K-EP – Actuellement, j’expérimente, c’est un laboratoire pour moi. Éventuellement, je veux proposer des spectacles hybrides dans différents lieux avec du public dans la salle et tout autant à la maison dans le confort du salon. C’est une conception de spectacle avec une mise en scène, des éclairages, etc.

Il faut prévoir les interventions du ou des artistes avec les spectateurs qui sont dans la salle, avec le public à la maison. Il faut réfléchir au concept du spectacle, aller plus loin que la notion de diffusion en direct. Si l’artiste s’adresse seulement au public devant lui sur place, ce n’est pas du tout intéressant pour celui qui regarde le spectacle à distance. Alors, il faut guider l’artiste et travailler en collaboration avec lui pour arriver à ce résultat. C’est nouveau pour lui de préparer son spectacle pour un public qu’il ne voit pas. Ce n’est pas naturel.

Voir le beau côté des choses

La pandémie porte un dur coup pour le milieu des arts et de la culture. Les lieux de diffusion sont peu ou pas accessibles, les artistes peuvent à peine exercer leur art, cependant on oublie souvent de souligner les impacts importants sur l’écosystème culturel : tous les employés qui oeuvrent dans le milieu des arts vivants, au son, à l’éclairage, à la billetterie, à la promotion, la programmation, à la logistique et plus encore. Est-ce que les concerts virtuels peuvent apaiser ces impacts?

K-EP – Oui, selon moi la diffusion en ligne est une avenue positive. Pour ma part, la rétention de mon personnel à l’ANTI Bar & Spectacles me préoccupe vraiment. En organisant des concerts virtuels, cela permet aux techniciens de travailler, mais surtout de développer leurs compétences.

Si on essaie de créer une expérience et d’entrer en communication avec le public à la maison, ça génère des messages, des courriels. Actuellement, c’est l’équipe habituellement dédiée au service du bar lors d’un spectacle dans la salle qui gère les communications lors d’un spectacle virtuel en direct.

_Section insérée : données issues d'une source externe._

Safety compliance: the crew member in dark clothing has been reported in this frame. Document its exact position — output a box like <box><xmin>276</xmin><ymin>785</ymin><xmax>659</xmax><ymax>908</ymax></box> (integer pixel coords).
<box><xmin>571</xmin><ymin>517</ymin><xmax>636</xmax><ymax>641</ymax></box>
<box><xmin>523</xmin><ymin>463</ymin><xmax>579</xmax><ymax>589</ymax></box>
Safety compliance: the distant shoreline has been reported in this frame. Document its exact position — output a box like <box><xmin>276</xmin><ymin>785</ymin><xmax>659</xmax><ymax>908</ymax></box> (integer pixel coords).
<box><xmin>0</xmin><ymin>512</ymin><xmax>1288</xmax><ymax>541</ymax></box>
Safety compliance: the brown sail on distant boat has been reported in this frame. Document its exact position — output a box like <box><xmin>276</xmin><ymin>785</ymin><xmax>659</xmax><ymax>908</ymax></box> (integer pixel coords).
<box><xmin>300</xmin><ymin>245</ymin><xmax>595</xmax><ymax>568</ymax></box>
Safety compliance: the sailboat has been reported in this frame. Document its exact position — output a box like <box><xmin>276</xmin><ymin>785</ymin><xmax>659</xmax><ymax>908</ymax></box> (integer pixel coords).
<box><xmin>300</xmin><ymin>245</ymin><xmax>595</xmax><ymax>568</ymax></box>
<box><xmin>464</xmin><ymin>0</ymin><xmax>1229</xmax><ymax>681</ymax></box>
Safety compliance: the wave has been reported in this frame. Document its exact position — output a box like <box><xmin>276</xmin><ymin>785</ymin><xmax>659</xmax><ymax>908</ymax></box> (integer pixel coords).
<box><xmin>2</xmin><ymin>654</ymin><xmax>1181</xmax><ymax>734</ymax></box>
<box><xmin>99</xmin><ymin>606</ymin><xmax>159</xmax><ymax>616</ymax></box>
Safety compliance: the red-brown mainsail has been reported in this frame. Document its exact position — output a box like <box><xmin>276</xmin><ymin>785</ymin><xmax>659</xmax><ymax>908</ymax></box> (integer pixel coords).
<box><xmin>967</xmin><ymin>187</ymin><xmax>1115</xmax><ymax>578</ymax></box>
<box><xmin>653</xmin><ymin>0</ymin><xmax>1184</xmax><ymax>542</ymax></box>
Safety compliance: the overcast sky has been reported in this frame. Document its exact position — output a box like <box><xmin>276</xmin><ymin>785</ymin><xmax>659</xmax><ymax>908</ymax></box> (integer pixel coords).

Aussi, j’ai choisi de m’engager dans mon milieu et de collaborer avec d’autres diffuseurs pour partager mon expérience. Je crois qu’il faut s’entraider par le partage des apprentissages pour garder notre milieu du spectacle le plus vivant possible.

Quel échange intéressant! Nous tenons à remercier Karl-Emmanuel Picard d’avoir partagé avec générosité son expérience sur l’organisation de spectacles virtuels payants.

Vous avez aimé? Vous en voulez encore plus? Alors, vite tournez-vous vers le balado de l’entrevue! Vous serez comblés.

Bon spectacle virtuel!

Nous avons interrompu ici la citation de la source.